So are you afraid that if you take these actions and they don't work than you will somehow have failed? Or that you will find out something that you don't like? For instance if h doesn't respond positively to your DB attemps than you might conclude that he isn't interested in R? Maybe you are not ready to do these things and need to be in a wait and see pattern for a little longer?
Mimi
I just don't know anymore. I'm really trying to NOT look for a reaction from him. Doesn't work every time, and if I do get an unfavorable one, it'll sting, but most of the time I can move on rather quickly.
Sometimes I feel like HE should be the one doing all this. Granted we both are responsible for the breakdown in our M. But I'm not the one who stepped out. "I" was trying to fix it the best way I knew how. So there's definitely some anger there, and feeling like I shouldn't have to do anything. (Wrong way of thinking, I know)
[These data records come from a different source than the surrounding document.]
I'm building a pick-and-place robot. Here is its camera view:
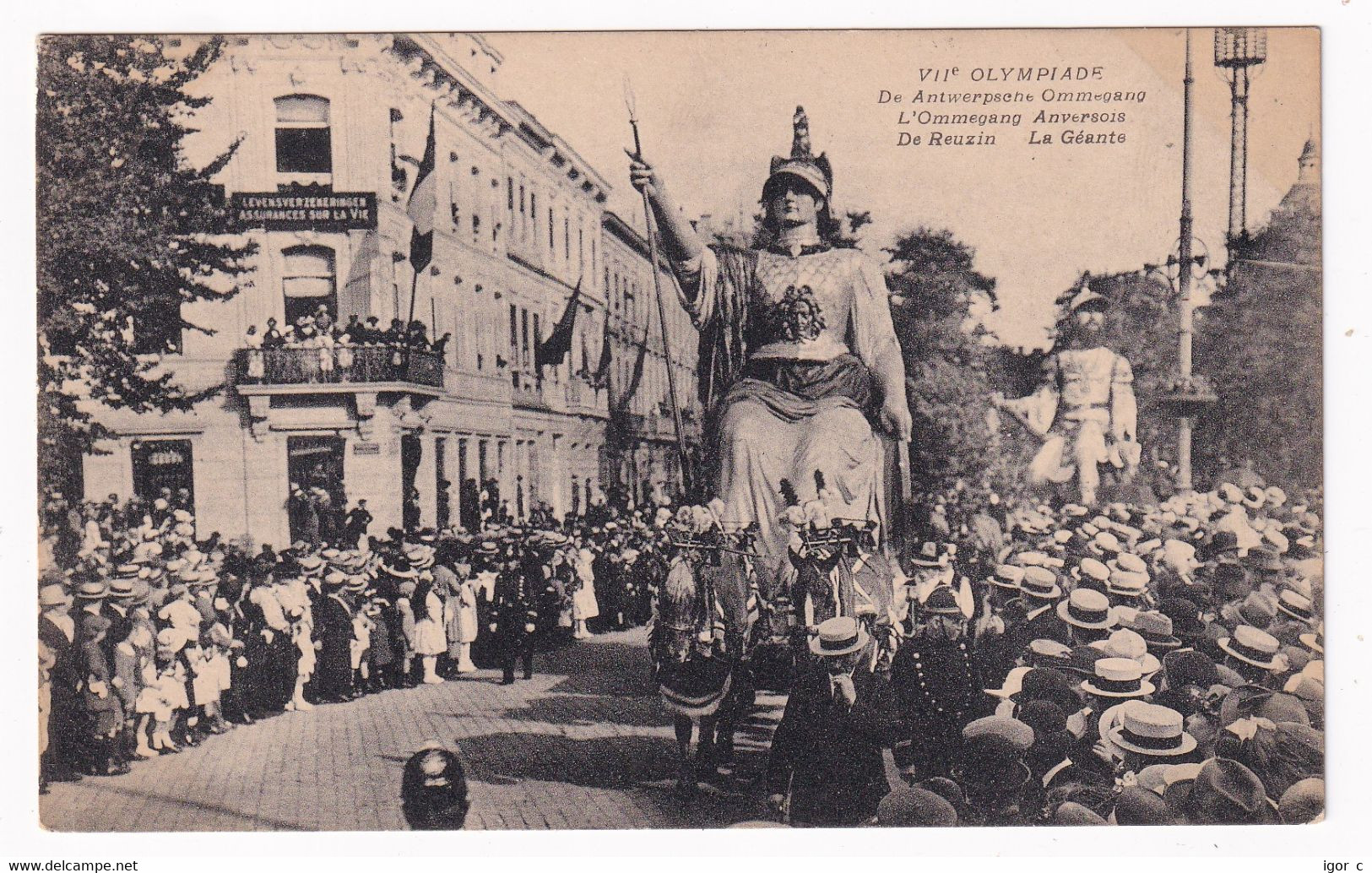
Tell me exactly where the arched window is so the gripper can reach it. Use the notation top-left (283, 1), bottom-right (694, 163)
top-left (281, 246), bottom-right (338, 324)
top-left (276, 94), bottom-right (334, 174)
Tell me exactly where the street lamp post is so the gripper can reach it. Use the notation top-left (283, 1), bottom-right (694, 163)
top-left (1214, 28), bottom-right (1268, 263)
top-left (1162, 30), bottom-right (1216, 494)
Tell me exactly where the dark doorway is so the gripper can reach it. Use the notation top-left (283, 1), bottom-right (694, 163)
top-left (434, 436), bottom-right (453, 530)
top-left (129, 439), bottom-right (195, 512)
top-left (401, 434), bottom-right (424, 530)
top-left (285, 436), bottom-right (347, 545)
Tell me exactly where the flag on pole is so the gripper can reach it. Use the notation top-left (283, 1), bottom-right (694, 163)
top-left (534, 279), bottom-right (582, 366)
top-left (591, 312), bottom-right (613, 391)
top-left (404, 106), bottom-right (437, 274)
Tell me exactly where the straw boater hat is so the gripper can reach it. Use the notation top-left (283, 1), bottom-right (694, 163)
top-left (1091, 629), bottom-right (1162, 677)
top-left (919, 585), bottom-right (963, 618)
top-left (1277, 588), bottom-right (1315, 623)
top-left (1082, 658), bottom-right (1157, 697)
top-left (73, 579), bottom-right (110, 599)
top-left (984, 667), bottom-right (1032, 700)
top-left (39, 585), bottom-right (68, 610)
top-left (1029, 638), bottom-right (1071, 670)
top-left (909, 541), bottom-right (948, 570)
top-left (1120, 610), bottom-right (1181, 652)
top-left (1019, 567), bottom-right (1062, 599)
top-left (810, 615), bottom-right (870, 658)
top-left (986, 564), bottom-right (1025, 592)
top-left (1076, 557), bottom-right (1110, 582)
top-left (1058, 588), bottom-right (1114, 630)
top-left (1110, 702), bottom-right (1196, 757)
top-left (1220, 625), bottom-right (1282, 670)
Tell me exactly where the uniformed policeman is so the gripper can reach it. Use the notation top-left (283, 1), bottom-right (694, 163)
top-left (494, 556), bottom-right (542, 685)
top-left (891, 585), bottom-right (984, 778)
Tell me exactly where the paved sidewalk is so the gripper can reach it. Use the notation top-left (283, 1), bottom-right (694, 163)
top-left (40, 629), bottom-right (785, 831)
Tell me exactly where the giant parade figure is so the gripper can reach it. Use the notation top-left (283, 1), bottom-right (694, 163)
top-left (632, 107), bottom-right (911, 561)
top-left (994, 281), bottom-right (1142, 507)
top-left (630, 107), bottom-right (911, 792)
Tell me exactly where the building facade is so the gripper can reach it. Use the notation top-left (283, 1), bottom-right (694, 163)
top-left (74, 35), bottom-right (698, 546)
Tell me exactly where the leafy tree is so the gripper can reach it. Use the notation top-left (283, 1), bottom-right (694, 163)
top-left (37, 35), bottom-right (252, 485)
top-left (1194, 182), bottom-right (1324, 491)
top-left (885, 226), bottom-right (1011, 491)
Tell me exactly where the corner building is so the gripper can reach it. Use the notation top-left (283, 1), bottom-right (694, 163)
top-left (74, 35), bottom-right (700, 548)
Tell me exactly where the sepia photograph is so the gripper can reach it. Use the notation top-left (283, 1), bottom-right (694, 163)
top-left (32, 19), bottom-right (1322, 833)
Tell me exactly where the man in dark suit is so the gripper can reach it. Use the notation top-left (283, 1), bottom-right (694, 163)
top-left (767, 616), bottom-right (902, 827)
top-left (314, 572), bottom-right (353, 702)
top-left (891, 585), bottom-right (986, 779)
top-left (39, 585), bottom-right (83, 783)
top-left (494, 560), bottom-right (542, 685)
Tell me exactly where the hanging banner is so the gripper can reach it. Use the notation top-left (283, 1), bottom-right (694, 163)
top-left (229, 191), bottom-right (376, 230)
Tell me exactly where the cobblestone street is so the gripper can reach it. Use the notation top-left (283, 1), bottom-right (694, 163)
top-left (40, 629), bottom-right (785, 831)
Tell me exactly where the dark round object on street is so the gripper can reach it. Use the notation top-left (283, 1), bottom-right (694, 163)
top-left (401, 746), bottom-right (469, 831)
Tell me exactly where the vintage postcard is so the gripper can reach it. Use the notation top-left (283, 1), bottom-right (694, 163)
top-left (32, 22), bottom-right (1326, 832)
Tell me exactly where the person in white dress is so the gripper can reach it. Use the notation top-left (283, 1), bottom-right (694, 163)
top-left (572, 540), bottom-right (599, 640)
top-left (412, 572), bottom-right (447, 685)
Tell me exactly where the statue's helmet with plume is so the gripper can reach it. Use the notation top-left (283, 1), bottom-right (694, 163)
top-left (763, 106), bottom-right (834, 217)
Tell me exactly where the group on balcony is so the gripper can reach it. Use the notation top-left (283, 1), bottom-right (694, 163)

I've been in a holding pattern for a couple of months with no real movement, so I do need to do something. Honestly, he doesn't really respond negatively to me a lot. Which is confusing. I always think that means he's plotting his escape. LOL
Since he's feeling down about his classmate, I thought about treating him to dinner (probably takeout as I doubt he'll agree to go anywhere together). I THOUGHT about doing a picnic, but that might be too much for right now.